We can also confirm that we should definitly improve our model as there is some pattern left in the residuals.
We choose to keep cyl, hp, wt to build a better model (anova results with p<.5)
fit_improved <- lm(mpg~am+cyl+hp+wt, mtcars)
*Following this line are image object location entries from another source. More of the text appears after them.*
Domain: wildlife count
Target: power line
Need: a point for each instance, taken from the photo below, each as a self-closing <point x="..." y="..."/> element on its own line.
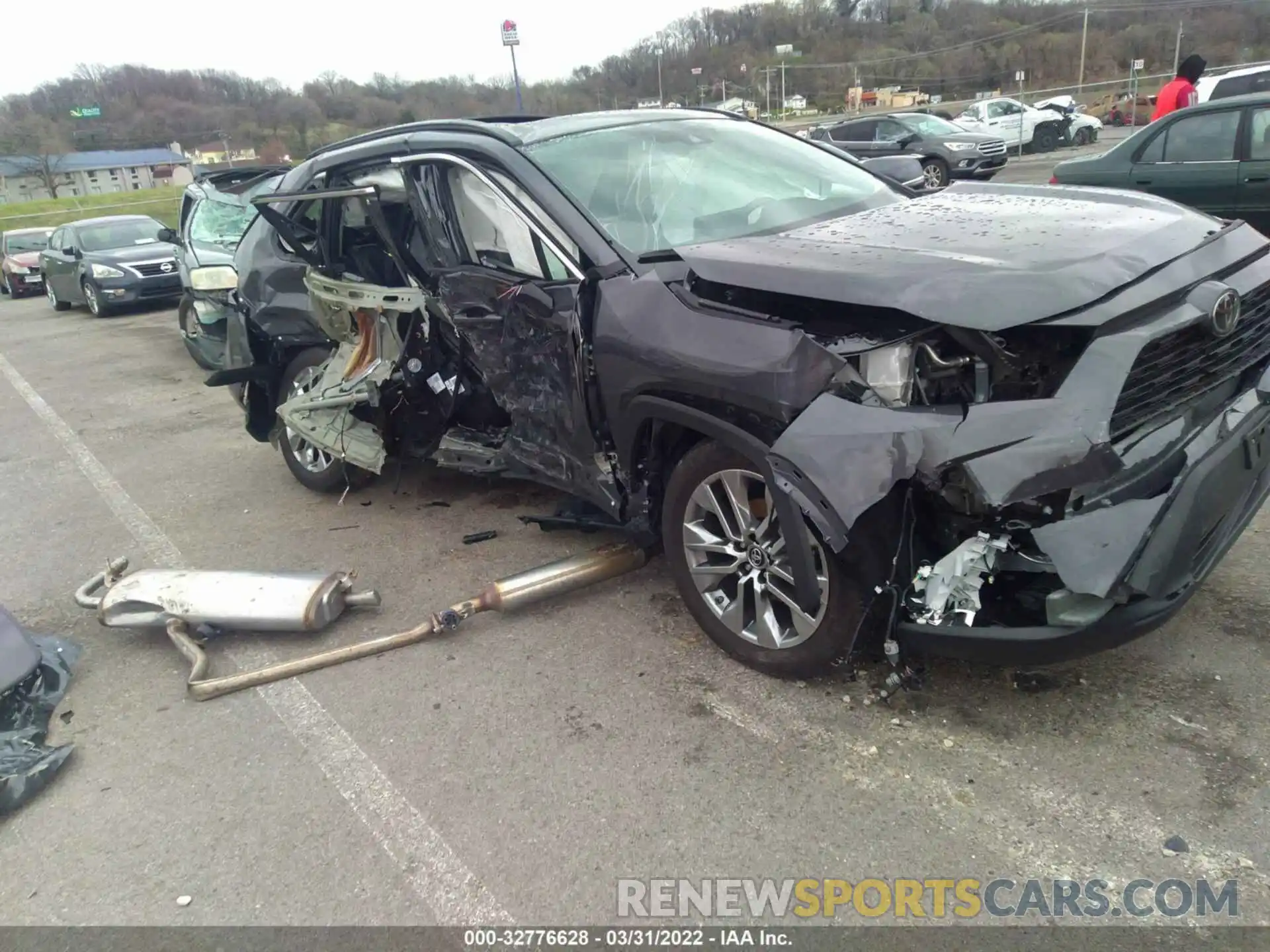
<point x="1031" y="28"/>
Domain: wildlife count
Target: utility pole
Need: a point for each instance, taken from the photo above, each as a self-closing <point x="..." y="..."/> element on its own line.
<point x="783" y="91"/>
<point x="1085" y="33"/>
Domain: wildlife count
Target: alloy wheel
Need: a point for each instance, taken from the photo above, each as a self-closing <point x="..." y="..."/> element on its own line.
<point x="309" y="456"/>
<point x="737" y="559"/>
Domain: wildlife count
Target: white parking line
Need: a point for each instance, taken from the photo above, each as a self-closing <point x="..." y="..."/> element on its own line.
<point x="435" y="873"/>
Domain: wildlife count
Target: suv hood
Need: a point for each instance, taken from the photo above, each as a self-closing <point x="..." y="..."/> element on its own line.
<point x="976" y="138"/>
<point x="976" y="255"/>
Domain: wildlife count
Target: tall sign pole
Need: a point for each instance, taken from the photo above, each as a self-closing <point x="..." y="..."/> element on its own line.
<point x="511" y="40"/>
<point x="1020" y="75"/>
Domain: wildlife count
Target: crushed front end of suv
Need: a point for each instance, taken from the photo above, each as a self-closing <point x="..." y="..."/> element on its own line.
<point x="1007" y="423"/>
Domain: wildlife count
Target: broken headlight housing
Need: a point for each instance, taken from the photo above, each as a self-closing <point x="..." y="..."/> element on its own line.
<point x="889" y="372"/>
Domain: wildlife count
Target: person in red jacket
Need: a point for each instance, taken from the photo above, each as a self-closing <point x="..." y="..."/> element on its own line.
<point x="1180" y="92"/>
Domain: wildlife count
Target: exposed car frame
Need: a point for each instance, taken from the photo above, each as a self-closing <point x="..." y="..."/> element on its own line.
<point x="1040" y="424"/>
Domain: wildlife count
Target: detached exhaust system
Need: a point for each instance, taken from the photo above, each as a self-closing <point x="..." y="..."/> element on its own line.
<point x="175" y="600"/>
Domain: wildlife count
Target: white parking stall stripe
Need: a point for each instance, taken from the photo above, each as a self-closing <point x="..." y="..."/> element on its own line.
<point x="435" y="873"/>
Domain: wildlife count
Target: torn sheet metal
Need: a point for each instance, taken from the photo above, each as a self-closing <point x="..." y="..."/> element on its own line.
<point x="644" y="344"/>
<point x="364" y="320"/>
<point x="27" y="762"/>
<point x="952" y="586"/>
<point x="1091" y="551"/>
<point x="854" y="454"/>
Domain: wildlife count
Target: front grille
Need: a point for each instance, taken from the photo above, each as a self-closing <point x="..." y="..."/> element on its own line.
<point x="1189" y="362"/>
<point x="154" y="270"/>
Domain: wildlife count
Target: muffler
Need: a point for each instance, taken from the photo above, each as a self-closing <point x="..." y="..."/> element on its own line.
<point x="507" y="594"/>
<point x="238" y="601"/>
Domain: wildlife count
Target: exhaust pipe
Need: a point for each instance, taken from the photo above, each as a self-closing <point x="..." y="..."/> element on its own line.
<point x="507" y="594"/>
anova(fit_improved, fit_all) # additional check that removed var were not bringing value
summary(fit_improved)
##
## Call:
## lm(formula = mpg ~ am + cyl + hp + wt, data = mtcars)
##
## Residuals:
## Min 1Q Median 3Q Max
## -3.4765 -1.8471 -0.5544 1.2758 5.6608
##
## Coefficients:
## Estimate Std. Error t value Pr(>|t|)
## (Intercept) 36.14654 3.10478 11.642 4.94e-12 ***
## am 1.47805 1.44115 1.026 0.3142
## cyl -0.74516 0.58279 -1.279 0.2119
## hp -0.02495 0.01365 -1.828 0.0786 .
## wt -2.60648 0.91984 -2.834 0.0086 **
## ---
## Signif. codes: 0 '***' 0.001 '**' 0.01 '*' 0.05 '.' 0.1 ' ' 1
##
## Residual standard error: 2.509 on 27 degrees of freedom
## Multiple R-squared: 0.849, Adjusted R-squared: 0.8267
## F-statistic: 37.96 on 4 and 27 DF, p-value: 1.025e-10
From R^2 of our new model we see that ~85% of variance is covered (against 36%)!
We can now perform last tests on our final model…
par(mfrow = c(2,2))
plot(fit_improved)
All seems ok as:
If manual transmission have a positive impact than automatic on MPG (+1.48mpg over automatic) it result to be much less than we first thought with our first model (+7.24mpg), which, with further analysis, showed that it was not just transmission on itself that was responsible for it.
While trying to improve the model, we find several other variables linked to it that have greater impact (either negative or positive), for example weight (‘wt’ with -2.61mpg).